Philippe Sollers

 

L'ACTEUR

 

 

   Il m'arrive assez souvent de réfléchir aux possibilités invisibles du corps humain. La peinture, paradoxalement, m'y entraîne. En travaillant sur Francis Bacon, par exemple, je cherche à comprendre ce qu'il montre, quelle rapide et aveugle harmonie.

 

   Un matin, sur l'aéroport de Genève, l'avion pour Paris où je me trouvais assis près d’un hublot, attendait un dernier voyageur. Il se montra bientôt de loin, l'air dégagé, avançant calmement sur la piste. Le phénomène était curieux : non seulement cet inconnu avait son allure propre, mais il montrait une technique spontanée de réflexion de l'espace. L'espace, en effet, on n'y fait pas assez attention, se module en fonction des corps. Soit il se ferme, se restreint; soit il s'ouvre. Soit il se complique inutilement, se psychologise, devient bavard, lourd, prétentieux; soit il s'impose comme étant sans limites. Au fond, la plupart du temps, l'être humain dérange l'espace, le réprime, l'empêche de s'exprimer. Et puis, parfois, rarement, l’accord.

 

   L'inconnu en question marchait donc en lui-même. On sentait que, pour lui, il n'y avait pas de différence entre une rue, un couloir, une chambre, un pont, une plaine, un désert. Liberté? Quelque chose comme ça.

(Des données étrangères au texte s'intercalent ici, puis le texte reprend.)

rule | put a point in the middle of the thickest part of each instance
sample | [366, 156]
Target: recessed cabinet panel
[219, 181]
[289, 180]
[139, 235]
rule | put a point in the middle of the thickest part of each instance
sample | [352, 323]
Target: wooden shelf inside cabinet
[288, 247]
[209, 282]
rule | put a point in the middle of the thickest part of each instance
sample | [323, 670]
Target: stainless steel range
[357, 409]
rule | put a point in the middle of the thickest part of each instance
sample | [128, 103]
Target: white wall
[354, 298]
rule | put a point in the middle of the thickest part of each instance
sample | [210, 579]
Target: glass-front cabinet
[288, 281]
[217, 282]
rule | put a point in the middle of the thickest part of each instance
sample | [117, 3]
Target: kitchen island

Il finit par entrer dans l'appareil, et, là, impossible de ne pas le reconnaître : c’était Alain Delon.     

 

   Je dois avouer, de nouveau, que le cinéma m'intéresse très peu, que, je n'entre presque jamais dans une salle, que je regarde plus que distraitement la télévision, la réalité étant depuis longtemps devenue un film auquel chacun essaie de se conformer (pas moi). Encore une fois, la peinture, ou la sculpture m'apprennent à ouvrir les yeux, le reste est silence. Bien sûr, j’ai vu Delon jouer des rôles (celui qui me semble lui convenir le mieux étant celui du Samouraï). Mais le problème n'est pas là. Sa volonté, sa maîtrise, sa nonchalance aux aguets, son autonomie, son innocence, sa ruse, sa solitude font de lui l'un des plus grands acteurs de tous les temps, le seul Français, je crois, qui ait une dimension mondiale. Quel nom, aussi, Alain Delon ! On y entend l'Un, le Deux, l'On, étrange aristocratie secrète.

 

   « Cependant, c'est la veille. Recevons tous les influx de vigueur et de tendresse réelle. Et à l'aurore, armés d'une ardente patience, nous entrerons aux splendides villes. » Cette phrase d'Adieu, dans Une saison en enfer, de Rimbaud me semble lui convenir. Qu'importe le spectacle ; il s'agit, n'est-ce pas, d'autre chose.